Westlake BioPartners put $30 million into Oorja Bio on May 19, writing the only check in a Series A that’s built around two founders who helped shepherd sotatercept, now marketed as Winrevair, through FDA approval for pulmonary arterial hypertension. The next target: idiopathic pulmonary fibrosis, a difficult-to-treat and fatal fibrotic lung disease.

The lead asset is ORJ-001, a subcutaneous peptide acting as a β1 integrin agonist to restore alveolar epithelial type 2 cell function. Phase 1 in 64 healthy volunteers produced no systemic toxicities; injection-site reactions were the worst of it. FDA has cleared the IND, and a Phase 2 in IPF patients is planned for this year.

The team’s pedigree explains the conviction.
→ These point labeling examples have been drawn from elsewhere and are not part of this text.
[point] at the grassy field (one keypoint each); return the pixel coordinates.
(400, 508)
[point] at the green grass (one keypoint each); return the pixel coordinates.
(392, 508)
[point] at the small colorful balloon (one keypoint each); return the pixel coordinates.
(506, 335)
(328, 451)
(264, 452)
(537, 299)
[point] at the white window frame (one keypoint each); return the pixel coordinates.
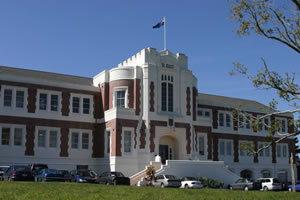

CEO Sujay Kango was Chief Commercial Officer at Acceleron when Merck bought it for $11.5 billion in 2021. CMO Janethe Pena led sotatercept through Phase 3 and BLA submission at Merck.

That’s what Westlake is buying: a first-in-class mechanism in a disease where physicians have only two approved drugs, both from 2014, and neither halts progression. The IPF field’s benchmark exit is Roche’s $8.3 billion buyout of InterMune, built on an already-approved drug. At $30 million on a Phase 2-ready asset, Westlake is buying early. Whether ORJ-001 works in fibrotic human lungs, not just animal models, is what Phase 2 will answer.